Avec des pertes d’environ 2000 milliards ar au niveau des recettes fiscales et une hausse des dépenses sociales et des transferts, il est évident que la loi rectificative des Finances doit être remaniée suivant les réalités et les priorités. Il était d’ailleurs convenu lors de la réunion de cadrage de la LFR à l’Assemblée nationale, le 29 avril dernier, que les dépenses sanitaires et compensatoires des effets socioéconomiques de la pandémie figureront parmi les priorités des priorités et que les autres dépenses’non prioritaires vont être programmées pour l’année prochaine.

Quelle ne fut cependant la surprise du ministre de l’Economie et des Finances, Richard Randriamandranto, en constatant avec ses collègues du gouvernement la solution de facilité prises par ses techniciens, notamment le Directeur général des finances et des affaires générales (Dgfag), Oliva Randimbiarison à qui on a confié le bouclage du dossier.
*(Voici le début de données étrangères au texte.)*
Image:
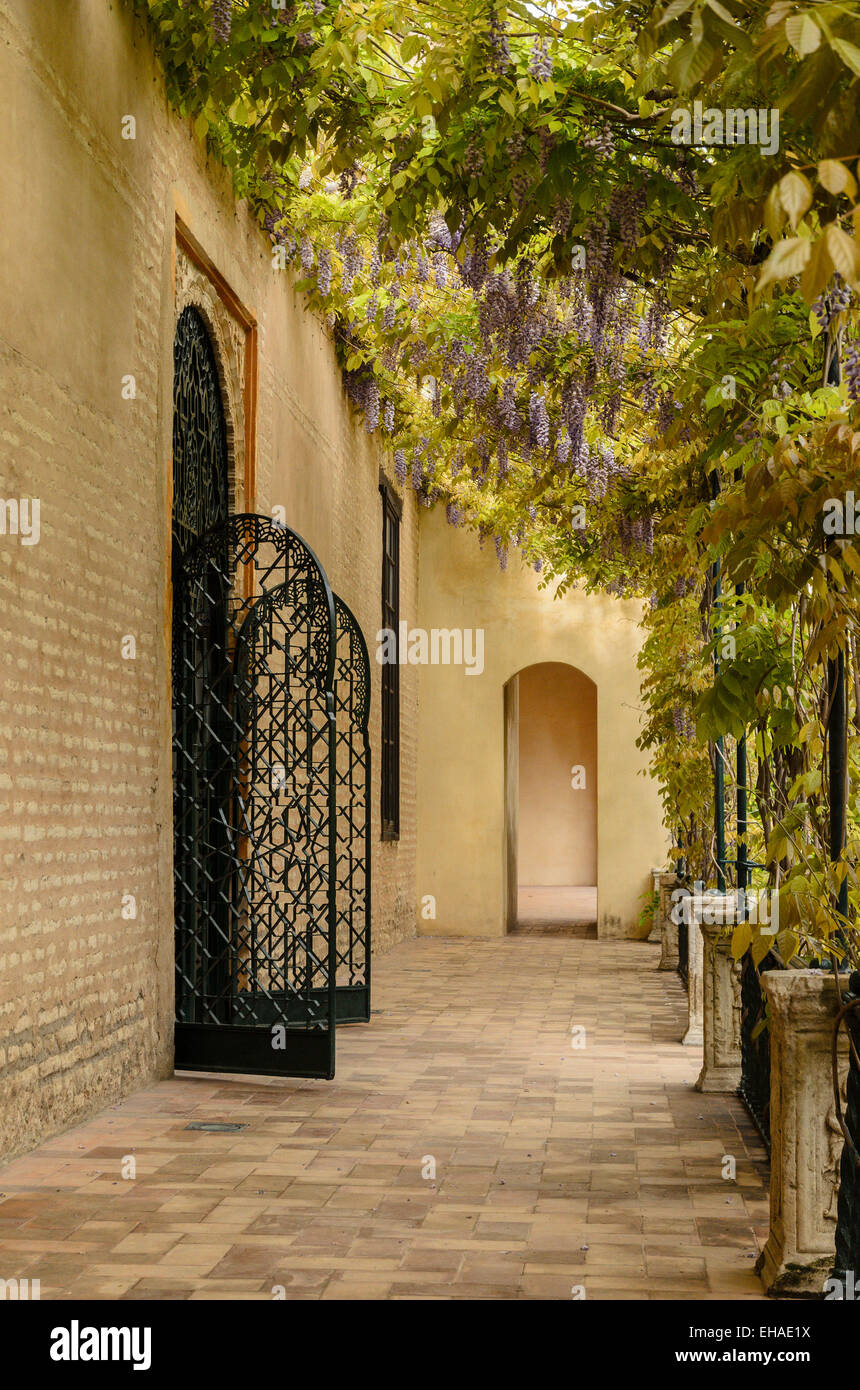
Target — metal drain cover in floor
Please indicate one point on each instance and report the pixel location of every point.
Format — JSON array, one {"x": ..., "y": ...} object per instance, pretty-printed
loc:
[{"x": 216, "y": 1126}]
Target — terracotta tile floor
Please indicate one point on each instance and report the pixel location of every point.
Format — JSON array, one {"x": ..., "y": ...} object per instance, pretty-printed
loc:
[{"x": 555, "y": 1166}]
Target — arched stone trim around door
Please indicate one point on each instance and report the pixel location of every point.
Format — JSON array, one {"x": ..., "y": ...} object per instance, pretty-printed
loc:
[
  {"x": 550, "y": 786},
  {"x": 234, "y": 335}
]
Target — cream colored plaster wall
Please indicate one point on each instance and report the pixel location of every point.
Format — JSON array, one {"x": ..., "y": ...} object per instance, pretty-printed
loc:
[
  {"x": 86, "y": 296},
  {"x": 557, "y": 820},
  {"x": 461, "y": 734}
]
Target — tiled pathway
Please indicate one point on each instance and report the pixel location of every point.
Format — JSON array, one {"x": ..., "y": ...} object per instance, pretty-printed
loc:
[{"x": 556, "y": 1166}]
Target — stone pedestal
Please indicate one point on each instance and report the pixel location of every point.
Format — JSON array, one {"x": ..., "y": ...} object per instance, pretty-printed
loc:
[
  {"x": 806, "y": 1140},
  {"x": 721, "y": 1011},
  {"x": 656, "y": 934},
  {"x": 668, "y": 929},
  {"x": 695, "y": 909}
]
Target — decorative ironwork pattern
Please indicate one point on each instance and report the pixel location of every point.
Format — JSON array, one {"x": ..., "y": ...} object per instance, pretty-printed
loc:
[
  {"x": 352, "y": 822},
  {"x": 200, "y": 456},
  {"x": 254, "y": 792},
  {"x": 755, "y": 1089}
]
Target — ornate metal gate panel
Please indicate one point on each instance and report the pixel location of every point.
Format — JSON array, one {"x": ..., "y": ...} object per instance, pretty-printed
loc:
[
  {"x": 352, "y": 823},
  {"x": 254, "y": 773}
]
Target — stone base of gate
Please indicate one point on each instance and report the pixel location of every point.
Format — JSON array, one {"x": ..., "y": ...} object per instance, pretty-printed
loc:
[
  {"x": 720, "y": 1011},
  {"x": 696, "y": 909},
  {"x": 656, "y": 933},
  {"x": 668, "y": 929},
  {"x": 806, "y": 1140}
]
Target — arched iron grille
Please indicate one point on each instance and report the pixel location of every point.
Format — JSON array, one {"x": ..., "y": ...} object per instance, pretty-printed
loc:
[
  {"x": 200, "y": 459},
  {"x": 254, "y": 845},
  {"x": 352, "y": 823}
]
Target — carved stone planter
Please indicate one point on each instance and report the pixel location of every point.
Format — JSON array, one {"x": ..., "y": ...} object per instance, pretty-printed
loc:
[
  {"x": 656, "y": 933},
  {"x": 721, "y": 1011},
  {"x": 698, "y": 908},
  {"x": 668, "y": 929},
  {"x": 806, "y": 1140}
]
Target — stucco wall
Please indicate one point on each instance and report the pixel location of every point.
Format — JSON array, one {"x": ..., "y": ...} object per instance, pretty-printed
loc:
[
  {"x": 557, "y": 808},
  {"x": 86, "y": 296},
  {"x": 461, "y": 809}
]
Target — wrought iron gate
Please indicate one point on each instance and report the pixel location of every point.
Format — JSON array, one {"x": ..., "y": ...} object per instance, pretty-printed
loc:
[
  {"x": 271, "y": 797},
  {"x": 352, "y": 822}
]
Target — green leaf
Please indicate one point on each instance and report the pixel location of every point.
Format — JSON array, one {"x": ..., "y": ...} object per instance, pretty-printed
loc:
[
  {"x": 849, "y": 53},
  {"x": 803, "y": 34},
  {"x": 788, "y": 257}
]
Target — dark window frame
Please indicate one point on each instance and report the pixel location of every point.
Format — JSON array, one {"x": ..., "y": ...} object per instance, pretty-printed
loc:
[{"x": 389, "y": 759}]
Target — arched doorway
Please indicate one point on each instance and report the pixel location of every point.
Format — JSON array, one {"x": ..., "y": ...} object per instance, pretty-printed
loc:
[{"x": 552, "y": 799}]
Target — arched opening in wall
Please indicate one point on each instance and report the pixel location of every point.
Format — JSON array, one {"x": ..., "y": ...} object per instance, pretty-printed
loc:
[
  {"x": 550, "y": 724},
  {"x": 200, "y": 773}
]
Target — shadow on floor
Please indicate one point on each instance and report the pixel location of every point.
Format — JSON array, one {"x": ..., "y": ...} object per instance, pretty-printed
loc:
[{"x": 556, "y": 912}]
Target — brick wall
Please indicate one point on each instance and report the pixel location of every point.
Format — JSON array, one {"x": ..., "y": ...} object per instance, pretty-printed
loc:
[{"x": 85, "y": 786}]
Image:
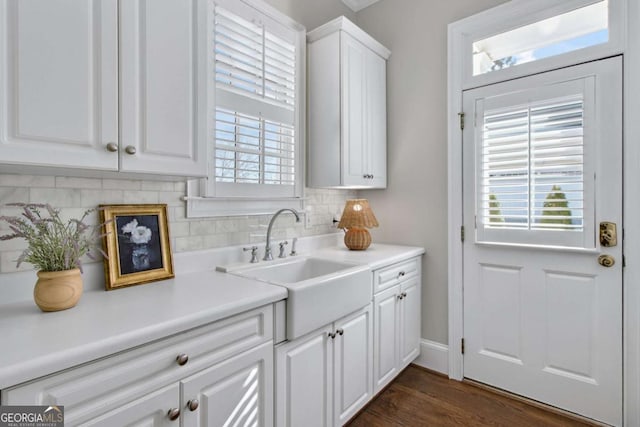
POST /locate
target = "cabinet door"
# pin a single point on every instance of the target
(376, 106)
(354, 113)
(150, 410)
(410, 321)
(163, 90)
(59, 83)
(304, 379)
(386, 338)
(353, 364)
(238, 391)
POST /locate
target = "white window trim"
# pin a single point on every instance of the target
(518, 13)
(199, 206)
(624, 23)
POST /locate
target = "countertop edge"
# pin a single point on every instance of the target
(51, 363)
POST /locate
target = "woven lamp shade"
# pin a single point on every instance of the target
(357, 216)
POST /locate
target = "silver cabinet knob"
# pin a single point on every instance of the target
(193, 404)
(173, 414)
(182, 359)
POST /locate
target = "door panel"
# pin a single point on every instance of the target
(353, 360)
(542, 165)
(163, 51)
(303, 394)
(238, 391)
(386, 340)
(59, 83)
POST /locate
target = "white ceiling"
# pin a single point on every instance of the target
(357, 5)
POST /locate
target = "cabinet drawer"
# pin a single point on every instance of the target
(392, 275)
(102, 385)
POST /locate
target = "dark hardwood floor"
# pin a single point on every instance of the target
(422, 398)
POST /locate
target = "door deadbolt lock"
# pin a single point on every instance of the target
(606, 260)
(608, 234)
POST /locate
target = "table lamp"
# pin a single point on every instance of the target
(357, 216)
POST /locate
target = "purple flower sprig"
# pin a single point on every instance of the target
(53, 244)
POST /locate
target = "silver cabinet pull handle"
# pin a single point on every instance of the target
(173, 414)
(182, 359)
(193, 404)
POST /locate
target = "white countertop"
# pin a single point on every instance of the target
(36, 343)
(378, 255)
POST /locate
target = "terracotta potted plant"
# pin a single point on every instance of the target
(55, 248)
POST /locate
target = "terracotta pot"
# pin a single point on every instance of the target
(58, 290)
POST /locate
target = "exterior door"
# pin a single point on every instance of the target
(542, 158)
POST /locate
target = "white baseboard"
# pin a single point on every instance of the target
(433, 356)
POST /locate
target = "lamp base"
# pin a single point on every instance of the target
(357, 239)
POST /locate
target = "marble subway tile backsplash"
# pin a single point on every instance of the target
(74, 195)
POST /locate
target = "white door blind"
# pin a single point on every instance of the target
(252, 61)
(532, 166)
(253, 150)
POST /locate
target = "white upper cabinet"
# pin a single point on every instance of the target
(104, 86)
(347, 107)
(59, 83)
(163, 86)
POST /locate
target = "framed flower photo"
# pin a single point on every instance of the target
(136, 241)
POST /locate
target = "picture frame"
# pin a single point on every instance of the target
(136, 242)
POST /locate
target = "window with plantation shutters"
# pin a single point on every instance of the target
(256, 148)
(534, 184)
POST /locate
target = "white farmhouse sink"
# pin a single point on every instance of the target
(320, 291)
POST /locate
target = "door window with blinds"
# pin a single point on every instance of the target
(534, 166)
(257, 146)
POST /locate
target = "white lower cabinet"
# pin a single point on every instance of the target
(215, 375)
(325, 377)
(146, 411)
(237, 392)
(396, 320)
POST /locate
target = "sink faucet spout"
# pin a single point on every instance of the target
(267, 249)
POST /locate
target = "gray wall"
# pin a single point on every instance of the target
(312, 13)
(413, 209)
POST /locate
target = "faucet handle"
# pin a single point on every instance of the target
(282, 245)
(254, 253)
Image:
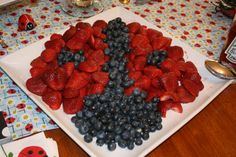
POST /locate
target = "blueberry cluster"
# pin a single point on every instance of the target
(67, 56)
(155, 58)
(112, 117)
(117, 119)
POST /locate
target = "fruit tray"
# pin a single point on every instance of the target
(17, 66)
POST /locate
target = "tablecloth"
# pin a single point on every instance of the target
(192, 21)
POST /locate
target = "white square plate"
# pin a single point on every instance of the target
(17, 66)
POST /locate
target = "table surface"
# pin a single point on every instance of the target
(210, 133)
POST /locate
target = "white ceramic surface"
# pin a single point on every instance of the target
(17, 66)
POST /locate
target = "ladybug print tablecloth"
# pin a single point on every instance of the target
(192, 21)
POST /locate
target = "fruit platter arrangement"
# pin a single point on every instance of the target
(115, 83)
(117, 78)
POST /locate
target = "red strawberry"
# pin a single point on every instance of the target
(69, 33)
(153, 34)
(38, 63)
(100, 77)
(49, 54)
(96, 88)
(134, 27)
(139, 40)
(99, 44)
(55, 79)
(70, 93)
(164, 106)
(142, 49)
(184, 95)
(161, 43)
(152, 72)
(83, 25)
(139, 62)
(88, 66)
(36, 86)
(69, 68)
(55, 36)
(56, 44)
(35, 71)
(169, 81)
(77, 80)
(143, 83)
(169, 96)
(175, 52)
(167, 65)
(100, 23)
(75, 43)
(135, 75)
(98, 57)
(53, 99)
(72, 105)
(83, 92)
(191, 86)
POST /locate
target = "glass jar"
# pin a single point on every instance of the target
(228, 54)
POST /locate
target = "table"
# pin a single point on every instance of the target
(210, 133)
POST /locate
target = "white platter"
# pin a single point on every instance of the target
(4, 3)
(17, 66)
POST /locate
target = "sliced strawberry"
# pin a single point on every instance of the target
(134, 27)
(139, 39)
(75, 43)
(98, 57)
(100, 77)
(56, 44)
(153, 34)
(70, 93)
(49, 54)
(164, 106)
(36, 86)
(167, 65)
(96, 88)
(143, 83)
(190, 66)
(140, 62)
(161, 43)
(35, 71)
(152, 71)
(55, 79)
(69, 68)
(135, 75)
(83, 25)
(88, 66)
(38, 63)
(69, 33)
(169, 81)
(175, 52)
(78, 80)
(72, 105)
(191, 86)
(100, 23)
(184, 95)
(53, 99)
(55, 36)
Las peut-être d’arbitrer les rajouts et les amputations entre les différents ministères ou incompétence totale? En tout cas, il s’est contenté d’amputer de 50% le budget de tous les ministères. Et ce responsable de la loi de Finances qu’avec un budget amputé de la moitié des allocations initiales, il espère relancer l’économie, faire face aux urgences sociales qui ne font que s’amplifier et continuer de lutter contre le coronavirus dont le nombre ne cesse d’augmenter comme si on ne fait que commencer à faire face à la pandémie.

Les observateurs avertis pensent plutôt à un véritable sabotage contre le ministre Richard Randriamandranto. Aucun de ses proches collaborateurs n’ignore, en effet, que le Grand Argentier ne cesse de chercher des financements et pour l’Etat et ses finances publiques  et pour le secteur social dans l’ensemble en négociant des prêts car notre taux d’endettement est jugé encore faible par les bailleurs de fonds et des effacements de dettes. Les signes positifs reçus par le ministre sont autant d’indices sur les chances de recevoir des financements extérieurs pour la relance économique, pourquoi M. Randimbiarison n’a-t-il pas osé présenter un budget rectificatif correspondant aux besoins en creusant le déficit?

Les mêmes observateurs rappellent que ce n’est pas la première fois qu’on trahit la confiance du ministre. La précédente, c’était des techniciens originaires du pays betsileo comme le Dgfag. Le personnel de ce ministère fait d’ailleurs remarquer que si ce secteur était contrôlé par les Rainizafimanga  la plupart des hauts responsables du ministère sont aujourd’hui originaires du pays betsileo. Et apparemment, ils tenteraient d’isoler le ministre. Et il est de notoriété que le Dgfag Randimbiarison est le protégé de Christine Razamahasoa, présidente de l’Assemblée nationale et de l’association des natifs de Fianarantsoa.

Juriste de formation, Mme Razanamahasoa n’est peut-être très calée en économie mais elle même n’inviterait pas ses collègues député à voter cette loi rectificative qui ne tiendra pas la route. Que le ministre Richard Randriamandranto rectifie donc cette LFR bidon et qu’on lui donne carte blanche pour finaliser les financements extérieurs sans lesquels Madagascar coulera pour de bon.